A Step Towards Liquid Cooling

So there you are, slowly creeping up the hill behind 12 other vehicles. Even though the speed limit is 55. Tempers are flaring and horns honking.

And why, pray tell, are you poking along instead of cruising along? Well, guess what’s at the head of this little peloton? Of course: chugging along, resplendent in rainbow colors and peace signs, straining at the bit, is a venerable VW bus, manifesting “I think I can, man” (in German, of course).

As hard as the engine is working, it runs the risk of overheating – except that, like all engines, it has a cooling system to prevent – or at least put off – such a misadventure. As long as enough air goes over it, the engine can more or less keep running. (If it gets to the top of the hill and pulls over and stops to cool the engine, it might actually catch fire because the fan has stopped, meaning that there is nothing except still ambient air to cool the engine – and that might not be enough.)

Most other vehicles – including VWs – have long since opted for the extravagance of a water-cooled engine. The liquid can pull heat away faster, and, as long as you have enough water and antifreeze, you’re unlikely to overheat. Or burn up.

We’ve been living in an air-cooled semiconductor world for a long time. Most chips cool in ambient air that gets blown through by a system fan. Phones get no such cooling. And high-end processors might get their own personal fan mounted on top – cuz they’re just that awesome.

Our current cooling conventions have mostly worked – aided by the fact that we lay our chips out in a planar fashion on PC boards. But we’ve been lurching towards adding a dimension (or a half) to that world, what with silicon interposers allowing closer cohabitation and with visions of die stacking.

As we go more and more vertical, we’ve had to surmount numerous technical and cost challenges, but the one that hasn’t seen much in the way of an unambiguous solution is getting the heat out of the middle of a stack of dice. We all know it needs to be done; doing it is quite another thing.

Over the last few years, we’ve seen hints of ways to move from air cooling to liquid cooling, but, at semiconductor scales, it’s tougher than simply building cooling channels into an engine block and tacking on a radiator. Microfluidic cooling comes with its own practical challenges, so at Georgia Tech, Thomas Sarvey and company, led by Assoc. Prof. Muhannad Bakir, worked with Altera to take some solid steps towards working through some of the classic barriers.

The cooling projects had two main goals: get the heat out (obviously) and deal with thermal crosstalk – where one hot chip shares its heat with an otherwise cool neighboring chip. That latter bit can be a challenge when the victim chip is more temperature sensitive – analog, RF, MEMS, etc. The resulting paper presents a number of technology ideas for the various different challenges.
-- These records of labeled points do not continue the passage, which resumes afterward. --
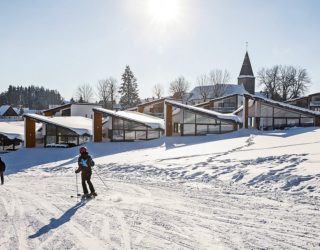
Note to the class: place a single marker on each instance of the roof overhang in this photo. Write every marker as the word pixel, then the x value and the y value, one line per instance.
pixel 143 119
pixel 206 112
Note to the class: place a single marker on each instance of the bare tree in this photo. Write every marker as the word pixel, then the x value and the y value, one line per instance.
pixel 219 79
pixel 158 90
pixel 84 93
pixel 179 87
pixel 106 92
pixel 301 83
pixel 103 92
pixel 283 82
pixel 269 78
pixel 205 89
pixel 113 89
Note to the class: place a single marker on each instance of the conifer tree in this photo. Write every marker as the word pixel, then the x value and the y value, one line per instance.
pixel 129 90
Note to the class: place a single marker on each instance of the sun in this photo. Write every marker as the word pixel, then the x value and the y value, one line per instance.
pixel 164 11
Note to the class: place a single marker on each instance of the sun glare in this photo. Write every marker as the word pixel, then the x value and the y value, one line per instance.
pixel 164 11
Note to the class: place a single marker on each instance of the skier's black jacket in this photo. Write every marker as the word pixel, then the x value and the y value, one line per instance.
pixel 2 166
pixel 84 164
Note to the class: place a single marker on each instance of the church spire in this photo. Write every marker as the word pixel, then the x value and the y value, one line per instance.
pixel 246 69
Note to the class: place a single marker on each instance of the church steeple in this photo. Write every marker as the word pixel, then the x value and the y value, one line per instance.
pixel 246 69
pixel 246 77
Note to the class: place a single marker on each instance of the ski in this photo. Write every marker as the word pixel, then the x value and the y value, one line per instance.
pixel 74 196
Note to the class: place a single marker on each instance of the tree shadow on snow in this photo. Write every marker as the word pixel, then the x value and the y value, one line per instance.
pixel 55 223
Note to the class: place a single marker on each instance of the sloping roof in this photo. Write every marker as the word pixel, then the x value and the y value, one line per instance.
pixel 302 97
pixel 58 108
pixel 284 105
pixel 215 99
pixel 78 124
pixel 246 69
pixel 12 130
pixel 148 120
pixel 207 112
pixel 215 91
pixel 5 108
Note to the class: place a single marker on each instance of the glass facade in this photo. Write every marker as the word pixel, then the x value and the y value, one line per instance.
pixel 198 124
pixel 267 117
pixel 57 135
pixel 124 130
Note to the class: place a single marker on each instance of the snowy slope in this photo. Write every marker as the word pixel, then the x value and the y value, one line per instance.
pixel 242 190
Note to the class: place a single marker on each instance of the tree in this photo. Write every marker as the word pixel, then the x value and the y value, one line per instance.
pixel 157 90
pixel 283 82
pixel 179 87
pixel 32 97
pixel 84 93
pixel 129 90
pixel 219 79
pixel 106 92
pixel 205 89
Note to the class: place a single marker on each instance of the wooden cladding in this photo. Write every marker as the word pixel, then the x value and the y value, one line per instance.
pixel 168 120
pixel 246 112
pixel 140 109
pixel 48 113
pixel 317 121
pixel 30 133
pixel 97 127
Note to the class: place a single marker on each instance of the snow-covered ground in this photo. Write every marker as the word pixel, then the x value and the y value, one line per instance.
pixel 244 190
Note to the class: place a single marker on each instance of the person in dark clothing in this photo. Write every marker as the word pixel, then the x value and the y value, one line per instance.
pixel 84 166
pixel 2 169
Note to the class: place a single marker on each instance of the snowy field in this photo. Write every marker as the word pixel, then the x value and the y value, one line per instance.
pixel 243 190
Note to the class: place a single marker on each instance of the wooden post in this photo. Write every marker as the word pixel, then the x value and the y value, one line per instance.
pixel 168 119
pixel 48 113
pixel 30 133
pixel 245 111
pixel 97 127
pixel 140 109
pixel 317 121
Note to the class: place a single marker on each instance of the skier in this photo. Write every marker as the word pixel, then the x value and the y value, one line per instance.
pixel 2 169
pixel 84 163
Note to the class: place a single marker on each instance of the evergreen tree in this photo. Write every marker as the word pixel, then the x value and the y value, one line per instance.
pixel 129 90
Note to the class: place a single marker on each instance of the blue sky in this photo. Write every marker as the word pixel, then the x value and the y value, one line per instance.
pixel 64 43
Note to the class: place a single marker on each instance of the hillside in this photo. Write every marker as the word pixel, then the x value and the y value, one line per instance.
pixel 247 189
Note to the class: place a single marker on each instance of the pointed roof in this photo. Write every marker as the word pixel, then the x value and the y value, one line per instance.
pixel 246 69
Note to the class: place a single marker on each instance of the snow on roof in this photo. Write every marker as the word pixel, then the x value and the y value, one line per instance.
pixel 12 130
pixel 215 99
pixel 226 117
pixel 78 124
pixel 3 109
pixel 284 105
pixel 148 120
Make room in the interposer

One of the critical questions is where the fluid should flow. The chamber or passages through which it goes act as a heat sink, with the fluid being recycled off-chip through some other heat exchanger. One option is to place this heat sink in the interposer. By doing this, you don’t have to worry about the chips themselves; you handle the cooling in the custom interposer you had to create anyway while relying on standard, off-the-shelf ICs.

Problem is, in order to do that, you need a thick interposer. And that makes it hard to put in through-interposer-vias that will go through to the bottom (whether the interposer is silicon or glass). If cooling will happen in the interposer, then a better way is needed of building those interposer vias.

Their idea was to build the vias in a polymer instead of silicon (or glass). They took a wafer and etched out a well, putting an oxide etch-stop at the bottom and a copper seed layer above that. They then filled the well with SU-8, which is an epoxy-based photoresist.

They were then able to pattern and etch the vias in the SU-8, electroplating to fill the vias with copper, grinding away the back of the wafer, and metallizing the top and bottom of the vias. Because they were simply trying to assess the quality of the vias, so they set up connections for 2-port measurements.

Their measurements showed 78% less insertion loss than oxide/silicon vias, making this an option for higher-performance vias in a thick interposer.

Fluidic microbumps

The next issue they addressed deals with heat sinks in the chips instead of the interposer – but with the interposer being used to deliver the fluid. In other words, the fluid would have to get from the interposer to the chip and then back again.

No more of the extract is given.